Africa to get its own US military command
For the first time in its history, Africa is poised to get its very own US military command.
The advent of "AFRICOM," which will be heralded next week when President Bush submits his 2008 budget request to Congress, marks an official acknowledgment that a variety of ostensible threats in Africa require more sustained high-level attention by the Pentagon than it has been able to give until now.
Of particular concern are Africa's role in the "global war on terror," or, in Pentagon parlance, "the long war," the growing importance of the region's natural resources, especially oil and gas, to the world economy and increased competition with China, among other countries, for those resources.

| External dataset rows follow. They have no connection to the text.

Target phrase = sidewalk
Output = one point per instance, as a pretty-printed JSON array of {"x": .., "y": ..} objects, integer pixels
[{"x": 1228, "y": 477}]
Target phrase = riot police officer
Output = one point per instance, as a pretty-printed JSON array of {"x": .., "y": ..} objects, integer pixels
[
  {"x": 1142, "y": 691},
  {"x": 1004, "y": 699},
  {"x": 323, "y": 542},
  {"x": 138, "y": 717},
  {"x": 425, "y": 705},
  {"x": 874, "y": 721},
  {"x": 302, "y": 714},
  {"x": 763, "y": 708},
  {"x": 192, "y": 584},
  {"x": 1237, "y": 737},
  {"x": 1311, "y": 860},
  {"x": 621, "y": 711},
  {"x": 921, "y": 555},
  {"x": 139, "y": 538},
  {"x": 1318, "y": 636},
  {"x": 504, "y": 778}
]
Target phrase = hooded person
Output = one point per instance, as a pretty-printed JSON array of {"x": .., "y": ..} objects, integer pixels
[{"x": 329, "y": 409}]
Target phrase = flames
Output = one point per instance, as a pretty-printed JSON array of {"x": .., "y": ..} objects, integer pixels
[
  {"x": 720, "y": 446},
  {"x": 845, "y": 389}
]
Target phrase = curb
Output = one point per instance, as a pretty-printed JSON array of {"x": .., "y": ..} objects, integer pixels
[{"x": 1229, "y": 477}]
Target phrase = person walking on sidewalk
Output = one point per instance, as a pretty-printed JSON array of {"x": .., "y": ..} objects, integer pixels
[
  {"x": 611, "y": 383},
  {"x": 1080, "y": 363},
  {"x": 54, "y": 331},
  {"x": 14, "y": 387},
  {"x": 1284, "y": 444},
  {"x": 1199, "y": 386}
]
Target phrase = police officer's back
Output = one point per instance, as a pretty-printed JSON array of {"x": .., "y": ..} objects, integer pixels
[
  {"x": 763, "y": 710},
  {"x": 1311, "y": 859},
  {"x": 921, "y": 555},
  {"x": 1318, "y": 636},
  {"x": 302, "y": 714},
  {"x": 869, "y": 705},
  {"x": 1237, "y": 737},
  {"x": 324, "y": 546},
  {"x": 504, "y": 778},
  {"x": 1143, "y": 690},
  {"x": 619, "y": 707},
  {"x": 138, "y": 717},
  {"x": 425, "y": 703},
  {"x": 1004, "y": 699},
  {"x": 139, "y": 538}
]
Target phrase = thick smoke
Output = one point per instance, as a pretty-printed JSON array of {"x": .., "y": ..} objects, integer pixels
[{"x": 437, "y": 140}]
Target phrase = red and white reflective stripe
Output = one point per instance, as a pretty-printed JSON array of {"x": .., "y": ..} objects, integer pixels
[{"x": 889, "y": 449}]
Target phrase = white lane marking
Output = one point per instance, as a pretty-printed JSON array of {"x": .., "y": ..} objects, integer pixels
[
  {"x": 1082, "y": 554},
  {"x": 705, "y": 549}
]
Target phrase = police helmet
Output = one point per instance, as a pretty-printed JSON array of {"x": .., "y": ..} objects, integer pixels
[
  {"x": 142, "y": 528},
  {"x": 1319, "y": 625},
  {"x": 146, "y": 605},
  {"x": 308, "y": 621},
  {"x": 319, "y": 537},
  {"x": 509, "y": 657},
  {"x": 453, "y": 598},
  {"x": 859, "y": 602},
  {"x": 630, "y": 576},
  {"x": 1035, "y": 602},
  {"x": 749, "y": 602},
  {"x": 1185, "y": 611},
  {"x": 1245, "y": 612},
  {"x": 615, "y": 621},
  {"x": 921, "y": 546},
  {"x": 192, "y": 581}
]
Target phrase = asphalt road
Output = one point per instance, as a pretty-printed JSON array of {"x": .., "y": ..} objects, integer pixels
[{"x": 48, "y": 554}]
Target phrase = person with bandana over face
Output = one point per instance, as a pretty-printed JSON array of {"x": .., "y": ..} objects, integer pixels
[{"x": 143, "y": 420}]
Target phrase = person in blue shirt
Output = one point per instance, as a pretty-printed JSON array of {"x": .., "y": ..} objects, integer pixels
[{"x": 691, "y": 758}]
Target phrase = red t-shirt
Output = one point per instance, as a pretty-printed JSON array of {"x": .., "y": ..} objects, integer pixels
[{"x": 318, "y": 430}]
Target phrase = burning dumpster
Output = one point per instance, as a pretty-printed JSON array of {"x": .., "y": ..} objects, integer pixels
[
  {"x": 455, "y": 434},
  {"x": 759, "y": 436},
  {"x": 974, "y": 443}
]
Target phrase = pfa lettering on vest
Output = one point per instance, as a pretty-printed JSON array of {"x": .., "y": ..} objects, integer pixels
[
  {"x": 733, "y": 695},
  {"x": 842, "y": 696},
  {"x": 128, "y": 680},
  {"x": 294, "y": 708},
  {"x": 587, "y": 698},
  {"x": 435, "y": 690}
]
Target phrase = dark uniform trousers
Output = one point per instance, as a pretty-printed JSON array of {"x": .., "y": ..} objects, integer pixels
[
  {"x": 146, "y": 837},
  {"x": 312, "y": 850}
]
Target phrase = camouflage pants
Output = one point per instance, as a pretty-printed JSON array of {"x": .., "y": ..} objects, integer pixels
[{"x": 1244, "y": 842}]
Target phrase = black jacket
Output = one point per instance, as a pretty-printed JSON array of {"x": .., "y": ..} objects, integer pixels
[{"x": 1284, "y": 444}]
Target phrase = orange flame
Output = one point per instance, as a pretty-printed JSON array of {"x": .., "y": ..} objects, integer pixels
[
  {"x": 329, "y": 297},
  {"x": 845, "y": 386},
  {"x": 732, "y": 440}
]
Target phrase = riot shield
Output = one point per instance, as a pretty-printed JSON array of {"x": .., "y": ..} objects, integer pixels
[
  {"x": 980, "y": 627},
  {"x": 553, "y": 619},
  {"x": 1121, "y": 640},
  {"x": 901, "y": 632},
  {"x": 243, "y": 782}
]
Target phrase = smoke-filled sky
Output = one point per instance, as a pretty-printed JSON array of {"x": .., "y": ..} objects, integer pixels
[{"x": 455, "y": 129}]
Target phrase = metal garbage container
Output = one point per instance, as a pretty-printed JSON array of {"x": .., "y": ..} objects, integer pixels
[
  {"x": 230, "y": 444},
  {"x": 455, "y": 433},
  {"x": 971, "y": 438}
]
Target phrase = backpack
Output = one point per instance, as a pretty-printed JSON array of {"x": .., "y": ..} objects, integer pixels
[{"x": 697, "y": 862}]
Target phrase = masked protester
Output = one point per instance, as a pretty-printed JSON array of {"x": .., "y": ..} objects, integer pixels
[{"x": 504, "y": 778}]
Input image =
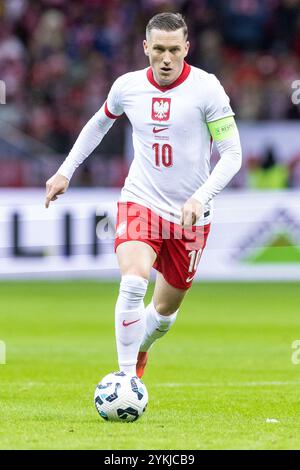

West Africa currently provides nearly 20 percent of the US supply of hydrocarbons, up from 15 percent just five years ago and well on the way to a 25 percent share forecast for 2015.
Africa has been parceled out between three US regional commands. The European Command (EUCOM), which covers all of Russia, the Caucasus and Turkey, as well as the rest of Europe, also includes North Africa west of Egypt and all of West, central and continental southern Africa.
The Central Command (CENTCOM), which covers Central Asia and the Middle East, also includes Egypt, Sudan and the Horn of Africa. Finally, the Pacific Command covers the African islands of the Indian Ocean, including Madagascar, as well as all of Asia and the Pacific.
Creation of AFRICOM, which will be based, initially at least, at EUCOM headquarters in Germany, has strong support from both parties in Congress.
"An Africa Command would help the US military focus on a continent that is essential to our national security," according to Democrat Russell Feingold, one of the most liberal members of the Senate who also chairs its subcommittee on Africa.
"Our national security strategy needs to evolve, and so does our capability to meet new and emerging threats," he said. "An Africa Command is vital to strengthening our relations with African nations and preventing them from becoming staging grounds for attacks against the US or our allies."
It is not as if the Pentagon has ignored Africa, although, since the 1993 "Blackhawk Down" incident, in which 18 US soldiers were killed in Somalia, Washington has generally resisted African and international pressure to put "boots on the ground" in Africa, particularly in peacekeeping missions for which until now it has provided only logistical and financial support.
Nonetheless, Washington's military presence in the region–especially in the Horn, in the Sahelian region, and, to a somewhat lesser extent, in oil- and gas-rich West Africa–has grown steadily since the Sept. 11 attacks on New York and the Pentagon which launched the Bush administration's "global war on terror."
Since 2002, the greatest concentration of US military power on the continent has been based at Camp Lemonier in the former French colony of Djibouti, where between 1,500 and 1,900 CENTCOM troops have been poised for swift intervention against alleged terrorist targets elsewhere in the Horn and East Africa (where al-Qaida blew up the US embassies in Nairobi and Dar es Salaam in 1998) or across the Red Sea in Yemen.
Some of those troops, as well as US naval units patrolling Somalia's coast, were reportedly involved in tracking and twice attacking alleged leaders of the Union of Islamic Courts after their retreat from Mogadishu in the face of last month's Ethiopian-led offensive that ousted the group from power.
Next to Egypt, which will remain under CENTCOM's jurisdiction after the creation of the new Command, Ethiopia has been by far the largest recipient of US military aid and training in Africa, and its US-backed intervention in Somalia has been hailed by hawks here as a model for future counter-terror strategy.
Meanwhile, EUCOM has dispatched dozens of training units, as well as millions of dollars in weapons and other equipment, to friendly governments in the Sahelian region as part of its Trans-Saharan Counterterrorism Initiative.
The program, for which Congress has budgeted some $500 million over the next six years, has focused on Algeria, Chad, Mali, Mauritania, Niger, Senegal, Nigeria and Morocco–all countries whose national governments have charged, with varying degrees of credibility, that al-Qaida or associated groups or individuals have been active.
Meanwhile, CENTCOM has become more active in West Africa, whose importance to future US energy supplies is growing by leaps and bounds, and where poverty, corruption, and ethnic tensions, in Washington's eyes, foster the kind of instability that could result in failed states, not unlike Afghanistan or Somalia.